この研究は、岡山大学学術研究院環境生命科学学域の宮竹貴久教授、東京農業大学生物資源ゲノム解析センターの田中啓介助教、玉川大学農学部の佐々木謙教授らの共同によるもの。

岡山大学大学院環境生命科学研究科昆虫生態学研究室では、21年間にわたり、少しでも刺激を与えると死んだふりを長く続ける系統と、刺激を与えても死んだふりをしない系統の甲虫コクヌストモドキを20世代以上飼育してきた。これらの甲虫のRNAを抽出して遺伝子解析を行ったところ、脳内で発現するドーパミンの量や、体内時計、寿命関連遺伝子、カフェイン代謝系、酸化還元酵素など、生物が生きてゆくうえでタイミングを決める遺伝子群が、死んだふりをするしないの違いに関与していることがわかった。

生物の生存戦略、防衛戦略、繁殖戦略の鍵を握るのは「動き」だが、「動かない」というのも戦略のひとつだと研究グループは話す。
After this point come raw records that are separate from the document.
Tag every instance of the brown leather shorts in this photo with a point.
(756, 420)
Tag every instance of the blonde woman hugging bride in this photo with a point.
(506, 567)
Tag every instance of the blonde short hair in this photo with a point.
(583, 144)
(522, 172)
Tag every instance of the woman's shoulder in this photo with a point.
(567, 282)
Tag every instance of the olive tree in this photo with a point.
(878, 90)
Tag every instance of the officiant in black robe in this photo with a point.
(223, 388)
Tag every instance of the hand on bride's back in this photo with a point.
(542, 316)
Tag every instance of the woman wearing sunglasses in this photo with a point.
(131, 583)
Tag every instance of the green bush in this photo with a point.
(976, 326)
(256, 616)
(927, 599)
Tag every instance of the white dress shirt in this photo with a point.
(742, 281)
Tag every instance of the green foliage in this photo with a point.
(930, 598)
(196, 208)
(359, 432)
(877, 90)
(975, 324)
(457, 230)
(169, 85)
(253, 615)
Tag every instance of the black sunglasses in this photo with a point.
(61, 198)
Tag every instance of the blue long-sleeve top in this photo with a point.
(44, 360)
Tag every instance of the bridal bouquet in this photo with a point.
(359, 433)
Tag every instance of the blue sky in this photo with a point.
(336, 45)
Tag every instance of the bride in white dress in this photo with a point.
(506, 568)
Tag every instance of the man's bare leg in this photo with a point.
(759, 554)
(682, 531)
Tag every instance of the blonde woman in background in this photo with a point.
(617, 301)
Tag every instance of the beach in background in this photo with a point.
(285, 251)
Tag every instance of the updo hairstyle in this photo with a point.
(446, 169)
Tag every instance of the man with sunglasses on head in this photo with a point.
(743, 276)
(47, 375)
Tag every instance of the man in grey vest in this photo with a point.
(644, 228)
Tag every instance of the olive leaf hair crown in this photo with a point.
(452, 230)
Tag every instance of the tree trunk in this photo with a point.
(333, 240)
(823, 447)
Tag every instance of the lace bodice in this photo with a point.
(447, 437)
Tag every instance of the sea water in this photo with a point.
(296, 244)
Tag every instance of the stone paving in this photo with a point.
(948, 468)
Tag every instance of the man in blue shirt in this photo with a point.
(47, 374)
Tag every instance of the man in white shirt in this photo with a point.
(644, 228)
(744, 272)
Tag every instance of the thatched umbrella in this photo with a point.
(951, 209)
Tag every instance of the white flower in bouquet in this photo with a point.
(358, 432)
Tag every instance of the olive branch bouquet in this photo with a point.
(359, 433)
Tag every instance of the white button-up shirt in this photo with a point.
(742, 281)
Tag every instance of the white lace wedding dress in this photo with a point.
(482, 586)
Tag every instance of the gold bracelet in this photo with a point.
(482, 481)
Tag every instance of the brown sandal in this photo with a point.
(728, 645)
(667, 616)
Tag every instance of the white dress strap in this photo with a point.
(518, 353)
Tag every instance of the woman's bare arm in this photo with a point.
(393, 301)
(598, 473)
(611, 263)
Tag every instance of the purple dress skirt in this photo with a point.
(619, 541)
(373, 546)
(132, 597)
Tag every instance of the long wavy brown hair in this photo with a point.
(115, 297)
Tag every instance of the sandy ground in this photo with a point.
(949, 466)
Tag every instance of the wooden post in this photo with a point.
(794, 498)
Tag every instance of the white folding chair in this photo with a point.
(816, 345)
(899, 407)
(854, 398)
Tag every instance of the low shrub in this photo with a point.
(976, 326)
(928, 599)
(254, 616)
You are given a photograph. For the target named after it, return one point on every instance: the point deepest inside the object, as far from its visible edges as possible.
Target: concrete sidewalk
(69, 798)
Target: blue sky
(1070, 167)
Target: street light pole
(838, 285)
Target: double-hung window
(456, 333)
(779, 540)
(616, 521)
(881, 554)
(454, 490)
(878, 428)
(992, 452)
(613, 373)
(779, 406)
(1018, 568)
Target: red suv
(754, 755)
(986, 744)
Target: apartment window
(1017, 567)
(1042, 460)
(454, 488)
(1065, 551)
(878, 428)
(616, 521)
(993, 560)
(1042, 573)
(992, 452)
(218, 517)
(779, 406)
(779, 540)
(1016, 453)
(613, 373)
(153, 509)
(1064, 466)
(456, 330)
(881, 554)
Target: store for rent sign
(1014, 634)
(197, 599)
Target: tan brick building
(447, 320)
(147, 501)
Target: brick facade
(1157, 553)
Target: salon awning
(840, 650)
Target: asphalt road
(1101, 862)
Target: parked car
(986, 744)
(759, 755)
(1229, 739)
この、動くか動かないかの行動のゲノムレベルの解析は、「人の挙動が生き残りるうえでどのように役立ってきたか」を示唆するものだという。今後は医療へのつながりも期待できるとしている。

これがどう医療につながるのか、素人にはピンと来ないが、宮竹教授は、こうしたことを突き詰めて解明すると、人類にとって新しい知識がひとつ増え、「いつかは人の暮らしの役に立つこともある」と話す。「大切なのは面白がって調べること。それは人生を豊かにしてくれる秘訣でもある」ということだ。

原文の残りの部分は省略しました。